You can use the `wcstombs` and `mbstowcs` functions in `stdlib.h` to convert between wide character and multi-byte strings. The equivalent functions in Windows are `WideCharToMultiByte` and `MultiByteToWideChar`.

Here is a C program that demonstrates converting wide character strings, with the results of running a Windows and an ix86 Linux machine.

```/* wchar_tests.c */

#include <stdio.h>
#include <stdlib.h>
#include <wchar.h>

int main(void)
{
size_t nchars, nbytes, i;
unsigned char *ptr;
char *mbstring;
wchar_t *wcstring;

/* Make and print a wide-character string  */
wcstring = L"abc";
wprintf(L"%ls\n", wcstring);

/* How long is it? */
nchars = wcslen(wcstring);
wprintf(L"%d characters\n", nchars);

/*How big is a wchar_t? */
wprintf(L"sizeof(wchar_t)=%d\n", sizeof(wchar_t));

/* Cast to array of bytes and print */
ptr = (unsigned char*)wcstring;
nbytes = nchars * sizeof(wchar_t);
wprintf(L"%d bytes\n", nbytes);
for (i = 0; i < nbytes; i++)
{
wprintf(L"%02X ", ptr[i]);
}
wprintf(L"\n");

/* Convert to multi-byte string */
nbytes = wcstombs(NULL, wcstring, 0);
wprintf(L"%d bytes in multi-byte string\n", nbytes);
mbstring = malloc(nbytes+1);
nbytes = wcstombs(mbstring, wcstring, nbytes+1);

/* Cast to array of bytes and print */
ptr = (unsigned char*)mbstring;
for (i = 0; i < nbytes; i++)
{
wprintf(L"%02X ", ptr[i]);
}
wprintf(L"\n");

free(mbstring);
return 0;
}
```

The output on Windows

```abc
3 characters
sizeof(wchar_t)=2
6 bytes
61 00 62 00 63 00
3 bytes in multi-byte string
61 62 63
```

The output on Linux

```abc
3 characters
sizeof(wchar_t)=4
12 bytes
61 00 00 00 62 00 00 00 63 00 00 00
3 bytes in multi-byte string
61 62 63
```

## Input to Encryption and Decryption Processes

The input to an encryption process must be 'binary' data, i.e. a `bit string'. We need to convert the text we want to encrypt into `binary' format first and then encrypt it. The results of encryption are always binary. Do not attempt to treat raw ciphertext as `text' or put it directly into a `String` type. Store ciphertext either as a raw binary file or convert it to base64 or hexadecimal format. You can safely put data in base64 or hexadecimal format in a `String`.

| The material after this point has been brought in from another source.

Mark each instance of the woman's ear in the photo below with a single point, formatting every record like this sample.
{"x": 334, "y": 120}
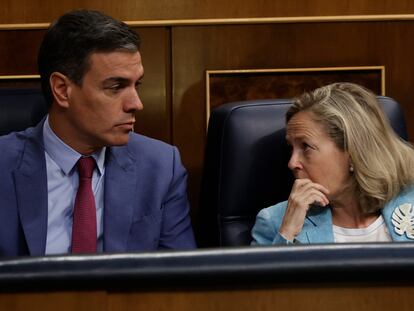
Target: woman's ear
{"x": 59, "y": 85}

When you decrypt, always start with binary data, decrypt to binary data, and then and only then, convert back to text, if that is what you are expecting. You can devise your own checks to make sure the decrypted ciphertext is what you expect before you do the final conversion.

On a US-English system set up for ANSI characters, you can probably get away with using a `String` type to carry out `binary' operations. We know, we have done it for years and a lot of code on this site still has residual mistakes in it. We spend a lot of time explaining to people why their code doesn't work properly on their Chinese/Japanese/Korean/Hebrew system.